Un monde plus juste est possible. C’est beau comme un slogan d’agence de com. Un monde où les dirigeants corrompus, ceux qui trichent ou mentent à leur population, auront à répondre de leurs actes. Pas seulement en étant sanctionnés dans les urnes, mais entendus, là, devant un tribunal. Justice pour tous ! Comme un slogan de pubard, on vous dit. Le genre de truc à créer du temps de cerveau disponible.

On peut toujours rêver, non ? Alors, allons-y. Réel : Amnesty International demande aux autorités canadiennes d'arrêter et de poursuivre en justice l'ancien président américain George W. Bush, qui sera en visite au Canada le 20 octobre.

Amnesty accuse Bush de « crimes et tortures » pour la façon dont il a mené la guerre en Irak. C’est pas du chiqué. L’association a remis aux organisateurs de l’évènement auquel Georges Bush doit participer un mémorandum de 1.000 pages, reprenant ses arguments. Elle estime que Bush a menti aux Américains et au monde entier, quand il s’est agit de déclarer la guerre contre l’Irak . Que les soldats américains et ceux des pays de la coalition, sont souvent morts pour rien. Ou en tous cas, pas pour les bonnes raisons.
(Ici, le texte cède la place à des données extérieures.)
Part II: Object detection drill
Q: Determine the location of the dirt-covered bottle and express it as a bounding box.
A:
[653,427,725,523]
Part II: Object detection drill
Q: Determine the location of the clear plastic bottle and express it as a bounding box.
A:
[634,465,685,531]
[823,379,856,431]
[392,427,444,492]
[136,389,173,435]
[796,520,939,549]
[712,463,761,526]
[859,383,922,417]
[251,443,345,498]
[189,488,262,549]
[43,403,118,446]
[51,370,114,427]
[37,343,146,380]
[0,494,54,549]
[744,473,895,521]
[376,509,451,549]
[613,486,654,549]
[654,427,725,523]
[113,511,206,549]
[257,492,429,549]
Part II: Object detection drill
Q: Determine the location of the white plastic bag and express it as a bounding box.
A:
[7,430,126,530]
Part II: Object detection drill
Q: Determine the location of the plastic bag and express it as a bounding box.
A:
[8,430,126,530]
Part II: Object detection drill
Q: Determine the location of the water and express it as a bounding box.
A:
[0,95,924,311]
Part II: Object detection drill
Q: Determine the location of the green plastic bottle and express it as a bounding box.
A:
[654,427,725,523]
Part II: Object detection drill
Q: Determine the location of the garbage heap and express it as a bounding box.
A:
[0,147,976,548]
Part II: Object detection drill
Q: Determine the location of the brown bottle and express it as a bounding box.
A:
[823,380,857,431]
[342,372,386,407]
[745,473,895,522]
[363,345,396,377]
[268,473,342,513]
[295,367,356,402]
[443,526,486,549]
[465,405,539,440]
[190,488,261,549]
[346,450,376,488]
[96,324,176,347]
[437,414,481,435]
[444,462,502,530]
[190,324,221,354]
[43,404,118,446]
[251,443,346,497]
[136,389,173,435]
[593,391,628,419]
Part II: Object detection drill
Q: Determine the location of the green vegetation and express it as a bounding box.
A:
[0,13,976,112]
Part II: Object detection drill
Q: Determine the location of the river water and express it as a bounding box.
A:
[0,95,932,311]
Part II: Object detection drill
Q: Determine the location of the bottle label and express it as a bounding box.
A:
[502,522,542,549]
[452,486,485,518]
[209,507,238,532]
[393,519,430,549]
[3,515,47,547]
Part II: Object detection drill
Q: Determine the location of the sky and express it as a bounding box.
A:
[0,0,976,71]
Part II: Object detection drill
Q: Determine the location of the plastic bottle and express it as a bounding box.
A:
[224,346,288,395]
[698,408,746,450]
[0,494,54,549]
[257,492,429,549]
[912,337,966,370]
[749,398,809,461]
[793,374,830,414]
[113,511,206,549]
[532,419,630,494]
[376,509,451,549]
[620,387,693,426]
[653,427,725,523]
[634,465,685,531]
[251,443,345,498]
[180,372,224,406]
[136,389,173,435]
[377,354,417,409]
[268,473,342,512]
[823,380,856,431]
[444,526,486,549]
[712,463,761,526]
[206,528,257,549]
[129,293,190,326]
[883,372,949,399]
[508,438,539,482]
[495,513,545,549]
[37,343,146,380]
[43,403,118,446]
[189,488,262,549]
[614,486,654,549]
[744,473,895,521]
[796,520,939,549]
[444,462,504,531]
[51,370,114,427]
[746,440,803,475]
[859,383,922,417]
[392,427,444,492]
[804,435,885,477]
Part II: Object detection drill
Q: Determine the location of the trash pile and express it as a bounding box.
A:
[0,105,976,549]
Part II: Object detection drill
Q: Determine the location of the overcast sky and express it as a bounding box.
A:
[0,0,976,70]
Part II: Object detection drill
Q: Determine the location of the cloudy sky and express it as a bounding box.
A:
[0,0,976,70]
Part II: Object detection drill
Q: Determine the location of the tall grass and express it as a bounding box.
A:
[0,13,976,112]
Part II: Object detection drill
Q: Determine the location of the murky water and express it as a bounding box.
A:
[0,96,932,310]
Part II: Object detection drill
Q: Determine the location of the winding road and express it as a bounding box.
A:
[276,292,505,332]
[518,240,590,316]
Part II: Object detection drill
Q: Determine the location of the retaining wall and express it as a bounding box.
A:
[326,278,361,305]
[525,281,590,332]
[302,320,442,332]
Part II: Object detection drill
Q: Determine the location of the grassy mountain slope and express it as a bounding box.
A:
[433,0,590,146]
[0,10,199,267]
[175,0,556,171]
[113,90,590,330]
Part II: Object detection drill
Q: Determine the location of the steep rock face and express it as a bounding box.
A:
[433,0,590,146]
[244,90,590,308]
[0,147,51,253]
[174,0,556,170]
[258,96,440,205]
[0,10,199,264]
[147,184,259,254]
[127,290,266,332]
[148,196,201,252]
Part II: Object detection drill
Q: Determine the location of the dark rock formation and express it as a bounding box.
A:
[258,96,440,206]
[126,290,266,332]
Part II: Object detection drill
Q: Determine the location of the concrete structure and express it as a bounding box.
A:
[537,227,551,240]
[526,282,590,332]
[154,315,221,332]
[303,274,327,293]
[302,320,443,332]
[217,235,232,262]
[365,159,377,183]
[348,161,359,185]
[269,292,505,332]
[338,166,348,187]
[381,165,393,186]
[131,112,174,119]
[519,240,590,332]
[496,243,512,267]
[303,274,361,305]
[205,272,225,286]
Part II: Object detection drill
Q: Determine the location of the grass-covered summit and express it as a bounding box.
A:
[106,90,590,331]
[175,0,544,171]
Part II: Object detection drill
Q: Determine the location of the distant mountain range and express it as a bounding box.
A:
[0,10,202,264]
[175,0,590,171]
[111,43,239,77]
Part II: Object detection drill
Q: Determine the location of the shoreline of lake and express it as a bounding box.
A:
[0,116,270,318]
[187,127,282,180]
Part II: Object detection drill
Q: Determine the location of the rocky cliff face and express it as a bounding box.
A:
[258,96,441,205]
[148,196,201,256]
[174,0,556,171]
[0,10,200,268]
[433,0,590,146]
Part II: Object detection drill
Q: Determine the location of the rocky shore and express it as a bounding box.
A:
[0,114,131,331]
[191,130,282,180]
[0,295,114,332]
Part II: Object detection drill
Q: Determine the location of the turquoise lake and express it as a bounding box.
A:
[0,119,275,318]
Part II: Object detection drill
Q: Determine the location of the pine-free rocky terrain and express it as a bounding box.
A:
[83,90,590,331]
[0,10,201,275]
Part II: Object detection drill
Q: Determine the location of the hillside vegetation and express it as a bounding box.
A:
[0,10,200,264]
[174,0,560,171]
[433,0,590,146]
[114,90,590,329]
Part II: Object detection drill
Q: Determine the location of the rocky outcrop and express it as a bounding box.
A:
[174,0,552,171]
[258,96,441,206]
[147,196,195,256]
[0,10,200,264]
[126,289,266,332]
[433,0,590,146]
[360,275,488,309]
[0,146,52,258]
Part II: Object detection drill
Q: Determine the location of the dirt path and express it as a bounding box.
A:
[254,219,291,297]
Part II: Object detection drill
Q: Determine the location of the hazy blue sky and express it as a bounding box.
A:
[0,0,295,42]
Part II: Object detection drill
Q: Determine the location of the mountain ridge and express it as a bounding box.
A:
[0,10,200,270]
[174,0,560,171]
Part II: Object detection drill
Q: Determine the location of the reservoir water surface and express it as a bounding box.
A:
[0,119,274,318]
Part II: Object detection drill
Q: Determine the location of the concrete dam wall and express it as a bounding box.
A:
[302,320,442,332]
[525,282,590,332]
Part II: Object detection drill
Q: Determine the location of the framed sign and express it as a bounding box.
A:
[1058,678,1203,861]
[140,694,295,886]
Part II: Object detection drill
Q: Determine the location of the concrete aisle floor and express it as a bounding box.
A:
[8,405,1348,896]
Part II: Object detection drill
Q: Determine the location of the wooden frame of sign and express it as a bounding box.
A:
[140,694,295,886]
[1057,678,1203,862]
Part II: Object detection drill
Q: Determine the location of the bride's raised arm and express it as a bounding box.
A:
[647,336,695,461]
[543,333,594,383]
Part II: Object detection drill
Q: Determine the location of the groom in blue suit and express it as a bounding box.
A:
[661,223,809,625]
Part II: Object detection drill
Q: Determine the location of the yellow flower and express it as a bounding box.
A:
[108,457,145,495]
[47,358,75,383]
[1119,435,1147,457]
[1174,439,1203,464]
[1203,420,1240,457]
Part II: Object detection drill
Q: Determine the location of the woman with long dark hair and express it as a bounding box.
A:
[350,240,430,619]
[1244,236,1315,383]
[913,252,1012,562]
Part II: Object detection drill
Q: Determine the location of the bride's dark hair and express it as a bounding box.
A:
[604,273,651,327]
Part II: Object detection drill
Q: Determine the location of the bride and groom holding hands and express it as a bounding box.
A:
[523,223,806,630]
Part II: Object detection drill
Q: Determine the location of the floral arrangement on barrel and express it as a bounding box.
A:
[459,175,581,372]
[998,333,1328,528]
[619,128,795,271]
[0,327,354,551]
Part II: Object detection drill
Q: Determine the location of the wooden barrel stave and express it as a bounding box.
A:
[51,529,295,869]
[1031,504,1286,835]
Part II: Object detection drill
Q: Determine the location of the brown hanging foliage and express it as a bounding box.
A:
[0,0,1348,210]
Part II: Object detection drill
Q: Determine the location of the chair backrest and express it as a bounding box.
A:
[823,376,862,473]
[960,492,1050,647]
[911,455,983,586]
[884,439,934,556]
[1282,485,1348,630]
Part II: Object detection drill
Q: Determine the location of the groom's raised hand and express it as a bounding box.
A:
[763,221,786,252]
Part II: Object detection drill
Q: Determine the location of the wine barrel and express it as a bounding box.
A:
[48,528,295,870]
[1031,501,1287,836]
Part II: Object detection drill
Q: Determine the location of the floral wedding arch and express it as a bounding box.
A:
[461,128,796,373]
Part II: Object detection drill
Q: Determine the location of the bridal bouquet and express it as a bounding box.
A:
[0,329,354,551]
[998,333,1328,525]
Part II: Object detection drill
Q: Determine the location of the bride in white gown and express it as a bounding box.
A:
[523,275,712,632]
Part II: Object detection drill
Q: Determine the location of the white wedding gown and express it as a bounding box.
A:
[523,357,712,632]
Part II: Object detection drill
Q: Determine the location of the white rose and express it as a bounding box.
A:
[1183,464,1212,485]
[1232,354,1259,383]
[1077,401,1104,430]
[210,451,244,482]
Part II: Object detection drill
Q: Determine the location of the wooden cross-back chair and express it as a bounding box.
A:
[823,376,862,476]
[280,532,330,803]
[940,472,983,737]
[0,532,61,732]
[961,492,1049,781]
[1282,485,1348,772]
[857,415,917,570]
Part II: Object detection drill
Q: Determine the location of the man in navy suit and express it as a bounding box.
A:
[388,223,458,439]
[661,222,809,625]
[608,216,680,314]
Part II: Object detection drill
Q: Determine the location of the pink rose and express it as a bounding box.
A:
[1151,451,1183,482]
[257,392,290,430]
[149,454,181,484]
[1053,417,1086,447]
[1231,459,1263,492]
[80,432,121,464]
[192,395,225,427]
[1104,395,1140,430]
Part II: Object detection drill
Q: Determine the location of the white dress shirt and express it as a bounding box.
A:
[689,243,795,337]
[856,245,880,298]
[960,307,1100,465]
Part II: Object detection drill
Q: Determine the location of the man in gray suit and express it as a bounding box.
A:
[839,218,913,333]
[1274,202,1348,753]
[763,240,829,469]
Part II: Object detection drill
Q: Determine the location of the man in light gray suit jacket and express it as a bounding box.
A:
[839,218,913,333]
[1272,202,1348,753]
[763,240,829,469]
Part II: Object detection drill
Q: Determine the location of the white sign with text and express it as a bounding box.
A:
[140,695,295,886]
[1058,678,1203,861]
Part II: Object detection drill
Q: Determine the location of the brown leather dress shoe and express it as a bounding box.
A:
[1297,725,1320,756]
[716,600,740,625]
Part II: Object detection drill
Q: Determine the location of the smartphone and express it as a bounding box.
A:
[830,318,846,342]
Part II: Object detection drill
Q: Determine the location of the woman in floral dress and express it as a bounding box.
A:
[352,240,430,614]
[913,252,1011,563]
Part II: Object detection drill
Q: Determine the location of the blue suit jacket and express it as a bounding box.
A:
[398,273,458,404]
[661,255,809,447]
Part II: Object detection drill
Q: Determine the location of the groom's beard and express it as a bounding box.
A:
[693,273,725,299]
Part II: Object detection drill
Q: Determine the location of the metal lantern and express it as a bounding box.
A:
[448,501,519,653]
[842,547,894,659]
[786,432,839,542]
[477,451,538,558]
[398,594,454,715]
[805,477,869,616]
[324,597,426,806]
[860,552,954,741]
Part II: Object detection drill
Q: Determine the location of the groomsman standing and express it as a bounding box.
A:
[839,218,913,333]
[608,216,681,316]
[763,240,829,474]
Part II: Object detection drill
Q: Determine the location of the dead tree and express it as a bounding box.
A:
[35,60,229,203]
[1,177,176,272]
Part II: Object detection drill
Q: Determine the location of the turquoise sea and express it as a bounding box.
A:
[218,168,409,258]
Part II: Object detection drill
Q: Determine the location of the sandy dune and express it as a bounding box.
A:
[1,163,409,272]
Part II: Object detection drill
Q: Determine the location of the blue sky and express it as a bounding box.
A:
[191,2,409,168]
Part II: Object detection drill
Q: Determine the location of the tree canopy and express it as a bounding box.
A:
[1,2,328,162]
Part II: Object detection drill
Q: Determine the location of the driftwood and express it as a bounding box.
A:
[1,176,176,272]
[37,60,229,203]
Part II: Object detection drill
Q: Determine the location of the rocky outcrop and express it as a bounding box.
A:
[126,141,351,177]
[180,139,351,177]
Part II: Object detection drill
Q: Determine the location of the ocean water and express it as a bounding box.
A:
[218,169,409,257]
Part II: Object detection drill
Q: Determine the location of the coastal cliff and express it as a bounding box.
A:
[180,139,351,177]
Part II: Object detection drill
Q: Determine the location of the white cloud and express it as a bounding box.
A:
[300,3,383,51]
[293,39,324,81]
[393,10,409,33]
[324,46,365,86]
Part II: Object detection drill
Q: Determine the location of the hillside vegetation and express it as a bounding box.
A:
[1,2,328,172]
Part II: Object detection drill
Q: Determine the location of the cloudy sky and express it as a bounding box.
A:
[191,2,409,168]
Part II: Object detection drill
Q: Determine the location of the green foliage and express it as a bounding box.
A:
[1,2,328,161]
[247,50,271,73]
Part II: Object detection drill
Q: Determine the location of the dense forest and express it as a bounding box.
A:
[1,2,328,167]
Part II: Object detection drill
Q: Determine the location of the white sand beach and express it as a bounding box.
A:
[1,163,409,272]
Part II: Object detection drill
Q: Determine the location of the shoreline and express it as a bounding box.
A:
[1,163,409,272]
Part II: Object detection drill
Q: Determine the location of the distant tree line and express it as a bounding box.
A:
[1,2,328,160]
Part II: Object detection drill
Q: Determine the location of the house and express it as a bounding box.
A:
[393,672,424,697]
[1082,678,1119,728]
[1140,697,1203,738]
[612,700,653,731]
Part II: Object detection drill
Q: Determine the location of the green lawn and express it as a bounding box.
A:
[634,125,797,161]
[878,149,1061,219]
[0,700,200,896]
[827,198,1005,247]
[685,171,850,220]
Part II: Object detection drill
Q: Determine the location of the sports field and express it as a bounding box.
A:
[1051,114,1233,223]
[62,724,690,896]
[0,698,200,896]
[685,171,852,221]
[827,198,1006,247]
Les Etats-Unis, refusant de juger, c’est au Canada qu’Amnesty veut le voir arrêter. On peut toujours rêver. Le Canada est tenu par des obligations internationales, d'arrêter et de poursuivre en justice l'ancien président Bush, estime Amnesty, compte tenu de sa responsabilité dans des crimes contre le droit international, dont la torture. Si le Canada s'abstient d'agir, poursuit Amnesty, cela constituera une violation de la Convention des Nations unies contre la torture et sera une manifestation de mépris vis à vis des droits humains fondamentaux. Il est vrai que Georges Bush a institutionnalisé l’usage de la torture, pour obtenir des aveux des centaines de personnes, arrêtées ou capturées pendant la campagne irakienne. La torture, que son vice-président, Dick Chesney a trouvée souhaitable, dans ses mémoires. Le ministre canadien de l’Immigration considère qu’il s’agit là d’une provocation. « Ce genre de coups explique pourquoi tant de défenseurs respectés des droits humains ont quitté Amnesty International », a-t-il déclaré, taxant l’ONG de dégénérescence et de partialité politique.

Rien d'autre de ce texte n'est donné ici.